Except when those bits are critical of Apple, contain rumours about an upcoming product, nude people or pornography, or if those bits compete with Apple's bits, or... Or...

At least our carriers/ISPs here in The Netherlands don't care about what bits they send through, and at least our carriers/ISPs have actively been fighting big content and other anti-consumer, anti0privacy, and anti-freedom forces.

Carriers/ISPs > Apple.

Reply Parent Score: 6

Neolander Member since:
2010-03-08

Well, a lot of people really don't mind if a single company has sight and control on a large part of their life, so this might work anyway...

Examples are many. In the tech world, one may think of...
-Google, Facebook (obviously)
-Apple (considering how much information on a single individual can be extracted from an iTunes account)
-Microsoft (most of what happens on a PC nowadays goes through Windows and other black boxes from them)

Edited 2010-11-20 15:28 UTC

Reply Parent Score: 3

Tony Swash Member since:
2009-08-22

"Let's all hope that Apple wins and the bit pipe owners power is broken. Then the bits can flow freely.


Except when those bits are critical of Apple, contain rumours about an upcoming product, nude people or pornography, or if those bits compete with Apple's bits, or... Or...

At least our carriers/ISPs here in The Netherlands don't care about what bits they send through, and at least our carriers/ISPs have actively been fighting big content and other anti-consumer, anti0privacy, and anti-freedom forces.

Carriers/ISPs > Apple.
"

Once the power of the bit pipe owners is broken it will stay broken.

Then you can choose whether you want a curated experience or not.

No matter how big or powerful Apple get there will always be alternatives to Apple's curated model. Nothing Apple does comes close to the power and restrictions that the bit pipe owners currently have.

Try buying just one cable TV channel - the one you want - from a cable company. Impossible. In the future such restrictions will seem strange and weird.

If you want digital freedom then support those attacking the power of the bit pipe monopolists, even if that means supporting someone like Apple that you may have other differences with or whose product model you may dislike.

The key battle for digital freedom now is that to break the power of the bit pipe owners, everything else is secondary.

Reply Parent Score: 3

werpu Member since:
2006-01-18

This is a long fight.

But the outcome is almost certain.

The bit pipe owners will become mere utilities competing on price per bits and nothing else. The idea that bit pipe owners (carriers, cable companies, etc) should have any power over the end user or be involved in delivering anything other than a bit pipe will come to be seen as an anachronism.

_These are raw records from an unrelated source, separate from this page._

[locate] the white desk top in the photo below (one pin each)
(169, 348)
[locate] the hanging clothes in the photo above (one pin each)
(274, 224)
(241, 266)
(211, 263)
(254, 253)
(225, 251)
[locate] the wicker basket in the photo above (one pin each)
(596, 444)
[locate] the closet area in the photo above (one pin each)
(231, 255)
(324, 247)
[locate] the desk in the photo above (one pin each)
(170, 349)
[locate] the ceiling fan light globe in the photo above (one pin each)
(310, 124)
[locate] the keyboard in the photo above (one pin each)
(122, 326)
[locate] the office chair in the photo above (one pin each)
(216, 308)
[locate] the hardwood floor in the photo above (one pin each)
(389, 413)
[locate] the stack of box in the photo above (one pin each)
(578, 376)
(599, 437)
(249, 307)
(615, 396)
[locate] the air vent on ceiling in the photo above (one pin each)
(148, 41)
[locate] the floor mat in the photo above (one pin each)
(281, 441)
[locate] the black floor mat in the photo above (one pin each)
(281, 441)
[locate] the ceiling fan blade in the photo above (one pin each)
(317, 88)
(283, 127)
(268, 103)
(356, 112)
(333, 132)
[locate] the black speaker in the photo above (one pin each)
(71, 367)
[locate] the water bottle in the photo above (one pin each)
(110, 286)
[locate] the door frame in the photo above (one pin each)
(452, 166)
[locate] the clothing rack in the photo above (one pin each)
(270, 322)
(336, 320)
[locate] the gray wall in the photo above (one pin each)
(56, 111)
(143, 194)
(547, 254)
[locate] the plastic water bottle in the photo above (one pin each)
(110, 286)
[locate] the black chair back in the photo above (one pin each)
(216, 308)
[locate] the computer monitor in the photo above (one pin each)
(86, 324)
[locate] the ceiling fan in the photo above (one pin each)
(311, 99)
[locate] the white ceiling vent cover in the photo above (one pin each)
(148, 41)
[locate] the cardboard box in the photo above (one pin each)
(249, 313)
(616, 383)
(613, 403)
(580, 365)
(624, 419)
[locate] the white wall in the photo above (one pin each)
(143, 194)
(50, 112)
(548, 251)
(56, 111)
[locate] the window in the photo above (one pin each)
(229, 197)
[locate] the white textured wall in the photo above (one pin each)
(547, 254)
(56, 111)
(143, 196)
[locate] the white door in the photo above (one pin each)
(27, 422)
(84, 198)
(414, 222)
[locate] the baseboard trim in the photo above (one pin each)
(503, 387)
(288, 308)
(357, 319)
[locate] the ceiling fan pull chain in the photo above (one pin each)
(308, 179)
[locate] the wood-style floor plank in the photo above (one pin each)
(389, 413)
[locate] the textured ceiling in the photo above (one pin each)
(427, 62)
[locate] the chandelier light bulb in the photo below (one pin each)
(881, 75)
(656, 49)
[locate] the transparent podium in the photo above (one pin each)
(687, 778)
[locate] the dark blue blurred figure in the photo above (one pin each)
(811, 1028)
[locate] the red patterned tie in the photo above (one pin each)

Apple is the strongest placed player to break the power of the bit pipe owners. Their fight has been complicated by the emergence of Android which has temporally assisted the bit pipe owners to resist Apple's attack. Apple has manoeuvred through and around the bit pipe owners power but its strategic direction is set - to destroy the power of the bit pipe owners. This latest manoeuvre is part of the bigger game, a tactical shift, but the war continues. Let's all hope that Apple wins and the bit pipe owners power is broken. Then the bits can flow freely.




Problem here is that apple just wants to take away the power and use it itself, unless the entire handling is done by a third party I would not trust either of them. The status quo here at least is that if you travel you just get yourself another sim card and drop it into your phone, if you have an unlocked phone which is easy to get.
What now happens then is that you are dependend on the current mood of uncle Steve for that, do you really want that?